Diese Hochschule ist eines der Tätigkeitsfelder der „Quadriga Media Berlin GmbH“, gelegen am Werderscher Markt in Berlin, gleich neben dem Neubau des Auswärtigen Amtes der Bundesrepublik Deutschland. Am 12. Oktober hielt der ehemalige französische Verteidigungs- und Außenminister Jean-Yves Le Drian im Rahmen der  nunmehr 18. Preisverleihung durch Politik & Kommunikation in Berlin die Laudatio, und zwar für die diesjährig ausgezeichnete Annalena Baerbock. Le Drian war erst im Mai 2022 aus seinem Amt als französischer Außenminister im Kabinett Castex ausgeschieden.

In seiner Ansprache nannte Le Drian sein persönliches Verhältnis zu der deutschen Grünen-Politikerin eine „diplomatische Liebe auf den ersten Blick“ und würdigte Baerbock für ihre „Klarheit und den politischen Mut“ im politischen Alltag.

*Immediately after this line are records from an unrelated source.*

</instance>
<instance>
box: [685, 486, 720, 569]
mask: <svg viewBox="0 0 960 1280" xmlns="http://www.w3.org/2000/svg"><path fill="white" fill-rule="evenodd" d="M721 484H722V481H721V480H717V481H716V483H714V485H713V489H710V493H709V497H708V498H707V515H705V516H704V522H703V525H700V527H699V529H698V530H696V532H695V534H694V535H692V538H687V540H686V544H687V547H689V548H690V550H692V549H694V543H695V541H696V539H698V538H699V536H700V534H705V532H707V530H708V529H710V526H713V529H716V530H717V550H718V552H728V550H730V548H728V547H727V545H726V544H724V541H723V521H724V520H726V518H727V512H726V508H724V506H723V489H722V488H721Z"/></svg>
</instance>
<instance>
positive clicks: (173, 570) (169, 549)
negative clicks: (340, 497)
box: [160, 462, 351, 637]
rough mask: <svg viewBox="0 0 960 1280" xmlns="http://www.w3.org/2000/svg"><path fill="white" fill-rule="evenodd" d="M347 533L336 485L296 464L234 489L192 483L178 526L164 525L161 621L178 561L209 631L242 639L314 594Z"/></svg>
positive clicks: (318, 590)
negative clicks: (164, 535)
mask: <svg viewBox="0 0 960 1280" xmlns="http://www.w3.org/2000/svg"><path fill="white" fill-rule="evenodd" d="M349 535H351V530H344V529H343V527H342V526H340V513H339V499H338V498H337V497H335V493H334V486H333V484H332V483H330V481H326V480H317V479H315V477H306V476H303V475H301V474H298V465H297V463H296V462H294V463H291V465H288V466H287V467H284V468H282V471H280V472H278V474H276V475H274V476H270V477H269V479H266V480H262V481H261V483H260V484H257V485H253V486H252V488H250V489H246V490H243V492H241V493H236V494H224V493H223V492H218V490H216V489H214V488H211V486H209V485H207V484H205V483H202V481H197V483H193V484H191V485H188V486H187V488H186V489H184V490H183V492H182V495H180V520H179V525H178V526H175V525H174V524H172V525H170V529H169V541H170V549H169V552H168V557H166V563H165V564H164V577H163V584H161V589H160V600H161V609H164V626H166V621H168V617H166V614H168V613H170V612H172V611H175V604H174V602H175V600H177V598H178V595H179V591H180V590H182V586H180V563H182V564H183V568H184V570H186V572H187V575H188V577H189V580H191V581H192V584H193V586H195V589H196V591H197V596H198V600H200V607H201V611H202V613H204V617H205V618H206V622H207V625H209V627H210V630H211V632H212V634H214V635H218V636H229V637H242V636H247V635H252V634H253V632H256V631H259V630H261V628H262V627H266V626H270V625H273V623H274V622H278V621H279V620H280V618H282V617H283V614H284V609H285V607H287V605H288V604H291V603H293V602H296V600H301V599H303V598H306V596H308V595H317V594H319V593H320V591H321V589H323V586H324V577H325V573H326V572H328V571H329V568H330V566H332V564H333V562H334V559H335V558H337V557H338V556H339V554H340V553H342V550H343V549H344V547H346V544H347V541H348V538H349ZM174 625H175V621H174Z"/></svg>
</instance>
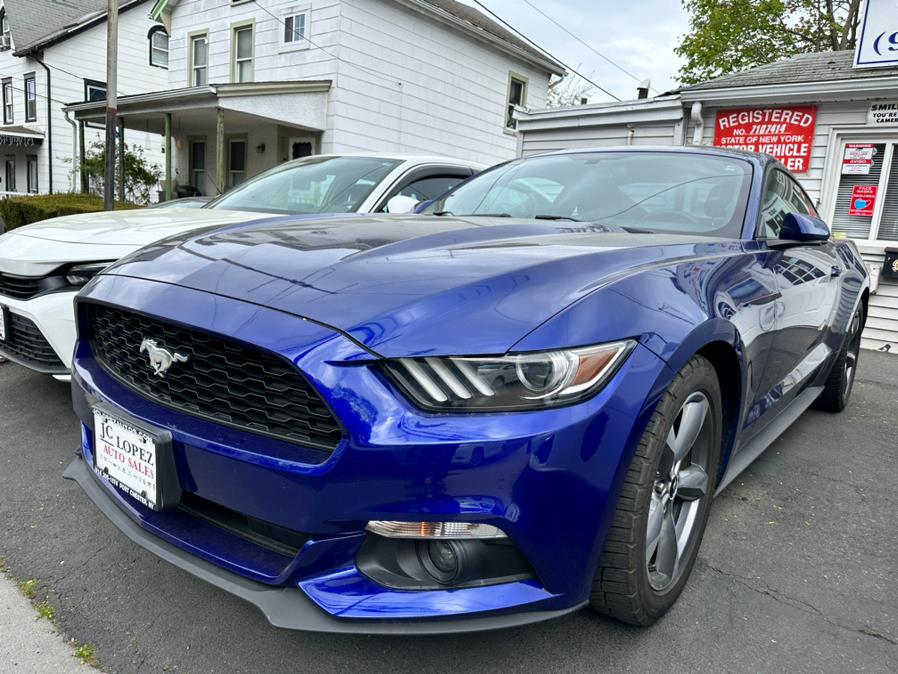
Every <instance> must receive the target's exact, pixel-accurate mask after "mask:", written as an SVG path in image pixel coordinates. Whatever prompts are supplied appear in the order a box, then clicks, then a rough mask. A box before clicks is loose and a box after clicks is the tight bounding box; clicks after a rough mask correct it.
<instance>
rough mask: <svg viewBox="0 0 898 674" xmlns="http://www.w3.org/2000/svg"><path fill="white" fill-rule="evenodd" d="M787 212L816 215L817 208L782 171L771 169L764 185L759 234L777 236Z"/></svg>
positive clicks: (768, 237) (807, 214)
mask: <svg viewBox="0 0 898 674" xmlns="http://www.w3.org/2000/svg"><path fill="white" fill-rule="evenodd" d="M789 213H800V214H802V215H813V216H814V217H817V209H815V208H814V205H813V204H812V203H811V201H810V199H808V198H807V196H806V195H805V193H804V190H802V189H801V186H799V184H798V183H797V182H795V180H793V179H792V178H791V177H789V176H788V175H787V174H785V173H783V172H782V171H779V170H773V171H771V172H770V173H769V175H768V176H767V183H766V185H765V187H764V197H763V200H762V202H761V228H760V233H759V235H760V236H761V237H764V238H767V239H776V238H779V234H780V230H781V229H782V227H783V220H785V218H786V215H788V214H789Z"/></svg>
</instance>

Der #politikaward „Politikerin des Jahres“ geht an @ABaerbock. Die Laudatio hielt der frühere französische Außenminister @JY_LeDrian. @ABaerbock ist die erste Politikerin, die diese Auszeichnung bereits das zweite Mal bekommt! pic.twitter.com/11MNG5qNWP

— Redaktion p&k (@pundk) October 12, 2022

Der #Politikaward2022 läuft. Während Hajo Schumacher und Torben Werner die Gäste begrüßen, liegt das erste Highlight schon hinter uns: Das Hintergrundgespräch mit Marie-Agnes Strack-Zimmermann, die u.a. von ihrem Ukraine-Besuch berichtete. pic.twitter.com/CUan68WaLf

— QuadrigaBerlin (@QuadrigaBerlin) October 12, 2022

Ende September war Baerbock bereits vom US-Magazin Time auf dessen Liste „der 100 aufstrebenden Stars“ („2022 TIME100 NEXT„) platziert worden. Das Time-Magazin zitiert zur Begründung die deutsche Außenministerin selbst mit ihren programmatischen Worten:

„Was mich in diesen schwierigen Zeiten optimistisch stimmt, ist das Wissen um die Stärke unserer transatlantischen Union, unserer Bündnisse und unserer liberalen Demokratien.“

Die Jury für diese Preisverleihung wird aus Experten der politischen Kommunikation aus Unternehmen und Universitäten sowie Journalisten berufen, die laut Eigenauskunft „aufgrund ihrer langjährigen Erfahrung, politische Kommunikation aus unterschiedlichen Perspektiven betrachten“. Nach dem Erstellen einer Shortlist in einem Onlinevoting der Juroren stellen die Nominierten anschließend der Jury ihre Projekte und Kampagnen live am Tag der Preisverleihung vor. Die Kategorien werden auch jährlich variiert, damit ein hoher Grad an Aktualität gewährleistet sein solle. Die diesjährige Präsentation und Preisverleihung moderierte Hajo Schumacher, freier Autor für Tageszeitungen, in Anwesenheit von 350 Politikern, Journalisten und Vertretern von Wirtschaft, Medien und Gesellschaft.

Extra Schlips umgelegt #politikaward pic.twitter.com/ik7pfhlWvg

— Hajo Schumacher (@hajoschumacher) October 13, 2022

Baerbock nutze laut Politik & Kommunikation ihre Dankesrede für einen ganz aktuellen Appell: „All unsere Politikpreise widmen wir den mutigen Frauen im Iran“. Ein anderer diesjähriger Preisträger war ein weiterer Bundesminister, der Justizminister Marco Buschmann (FDP), der mit dem Politikaward als „Aufsteiger des Jahres“ ausgezeichnet wurde. Schließlich wurde auch noch Lars Klingbeil als einer der beiden Bundesvorsitzenden der SPD zum „Strategen des Jahres“ gekürt.

Die diesjährig Geehrten reihen sich ein in die Liste namhafter Preisträger der vergangenen Jahre, darunter bereits auch Jens Spahn, Jean-Claude Juncker, Robert Habeck, Franziska Giffey, Christian Lindner, Andrea Nahles, Winfried Kretschmann, Ursula von der Leyen sowie auch bereits verstorbene Politiker von Rang und Namen wie Hans-Dietrich Genscher, Egon Bahr und Heiner Geißler.